Il porta à sa bouche un vieil inhalateur pour enfants surmonté d'une tête de lapin hilare. L'objet produisit un déclic pareil à celui d'une arme en libérant sa substance.

- T'aurais fait n'importe quoi, pas vrai ? T'aurais tout donné pour elle, non ? Jusqu'à ta vie. Et tu l'as donnée d'ailleurs. C'est l'instinct… qui nous tire de toutes ses forces… vers la mort ou bien vers la procréation, la vie. Il n'y a guère que la raison pour nous maintenir entre ces extrêmes. Oui. Juste à mi-chemin et c'est loin d'être facile. Pour toi ça n'aura pas marché.

Il laissait des blancs entre ses phrases comme s'il les soupesait après coup.
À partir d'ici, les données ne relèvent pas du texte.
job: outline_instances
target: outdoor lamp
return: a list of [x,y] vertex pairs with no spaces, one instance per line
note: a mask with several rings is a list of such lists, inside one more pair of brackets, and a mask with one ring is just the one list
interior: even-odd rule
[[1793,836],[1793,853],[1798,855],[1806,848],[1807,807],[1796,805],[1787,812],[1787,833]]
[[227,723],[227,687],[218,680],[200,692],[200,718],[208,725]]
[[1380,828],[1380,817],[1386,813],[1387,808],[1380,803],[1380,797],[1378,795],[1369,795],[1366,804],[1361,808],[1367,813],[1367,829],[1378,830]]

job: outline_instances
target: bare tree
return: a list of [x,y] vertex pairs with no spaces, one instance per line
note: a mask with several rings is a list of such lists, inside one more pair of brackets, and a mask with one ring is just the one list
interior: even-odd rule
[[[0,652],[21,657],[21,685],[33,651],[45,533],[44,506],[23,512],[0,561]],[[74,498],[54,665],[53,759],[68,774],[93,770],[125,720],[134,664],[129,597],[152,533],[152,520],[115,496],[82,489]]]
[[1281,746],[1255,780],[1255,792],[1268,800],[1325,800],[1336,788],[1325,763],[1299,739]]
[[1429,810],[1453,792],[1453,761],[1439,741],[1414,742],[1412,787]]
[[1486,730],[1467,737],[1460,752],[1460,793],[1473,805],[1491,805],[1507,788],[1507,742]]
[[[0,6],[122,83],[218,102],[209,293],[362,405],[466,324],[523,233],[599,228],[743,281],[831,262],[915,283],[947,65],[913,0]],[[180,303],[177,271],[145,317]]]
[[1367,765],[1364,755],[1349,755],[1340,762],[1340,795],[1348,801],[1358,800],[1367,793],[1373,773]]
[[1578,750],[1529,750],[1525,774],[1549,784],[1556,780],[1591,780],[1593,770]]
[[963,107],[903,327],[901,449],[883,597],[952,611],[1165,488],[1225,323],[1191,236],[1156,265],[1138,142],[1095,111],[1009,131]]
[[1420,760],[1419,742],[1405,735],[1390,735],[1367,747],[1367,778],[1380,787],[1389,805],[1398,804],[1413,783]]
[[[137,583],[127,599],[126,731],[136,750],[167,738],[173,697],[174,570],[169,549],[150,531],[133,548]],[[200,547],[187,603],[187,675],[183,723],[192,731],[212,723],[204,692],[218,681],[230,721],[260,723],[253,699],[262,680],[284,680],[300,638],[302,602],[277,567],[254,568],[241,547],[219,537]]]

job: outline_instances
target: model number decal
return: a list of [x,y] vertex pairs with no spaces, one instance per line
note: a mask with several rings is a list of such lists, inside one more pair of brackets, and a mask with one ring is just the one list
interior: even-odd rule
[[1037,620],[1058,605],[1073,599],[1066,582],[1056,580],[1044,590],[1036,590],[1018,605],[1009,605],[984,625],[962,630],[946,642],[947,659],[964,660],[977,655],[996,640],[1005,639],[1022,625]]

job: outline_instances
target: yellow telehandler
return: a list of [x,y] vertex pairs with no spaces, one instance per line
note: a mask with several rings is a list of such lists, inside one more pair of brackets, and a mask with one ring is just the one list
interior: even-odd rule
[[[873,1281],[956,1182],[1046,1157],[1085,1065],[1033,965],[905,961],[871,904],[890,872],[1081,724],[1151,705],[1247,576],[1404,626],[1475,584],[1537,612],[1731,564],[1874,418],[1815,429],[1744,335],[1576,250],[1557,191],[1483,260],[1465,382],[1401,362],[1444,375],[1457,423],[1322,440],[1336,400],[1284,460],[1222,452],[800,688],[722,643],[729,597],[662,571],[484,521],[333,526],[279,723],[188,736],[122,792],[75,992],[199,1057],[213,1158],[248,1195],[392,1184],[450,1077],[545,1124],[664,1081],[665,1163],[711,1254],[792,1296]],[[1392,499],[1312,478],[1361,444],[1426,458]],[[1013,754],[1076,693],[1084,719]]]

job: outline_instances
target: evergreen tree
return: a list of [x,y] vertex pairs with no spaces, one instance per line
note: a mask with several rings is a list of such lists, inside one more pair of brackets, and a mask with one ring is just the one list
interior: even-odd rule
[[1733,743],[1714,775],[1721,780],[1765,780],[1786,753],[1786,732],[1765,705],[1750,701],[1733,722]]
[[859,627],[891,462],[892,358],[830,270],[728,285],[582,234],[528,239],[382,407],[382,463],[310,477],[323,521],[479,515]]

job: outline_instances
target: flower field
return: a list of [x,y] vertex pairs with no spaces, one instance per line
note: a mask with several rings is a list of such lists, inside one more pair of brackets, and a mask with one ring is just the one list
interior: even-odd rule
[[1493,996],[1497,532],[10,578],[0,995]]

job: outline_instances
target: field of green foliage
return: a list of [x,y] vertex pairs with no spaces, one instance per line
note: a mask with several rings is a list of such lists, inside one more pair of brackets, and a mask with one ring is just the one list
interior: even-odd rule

- De toute façon, je suis certain que tu n'aurais pas su me dire pourquoi elle nous a fait ça.

Il tira une seconde bouffée d'air de son inhalateur.

- Tu n'en savais rien.

Il expira avec force.

- Et dire qu'une fille comme elle se trouve des mecs comme toi pour tout sacrifier, leur vie mais aussi leur temps et leur peine. Elle les monnaie bien cher, ses charmes si tu veux mon avis.

Un clapotis timide et élégant marqua le dernier soupir de sa victime.

- On te regrettera

D'un geste théâtral, il jeta son inhalateur corrodé sur les débris comme en épitaphe.

- Frangin.

Et sous le regard des guetteurs, dans cette nuit sous plafond, dans un fracas de chaînes, dans un souffle de vent, il fila vers ce qui restait du ciel.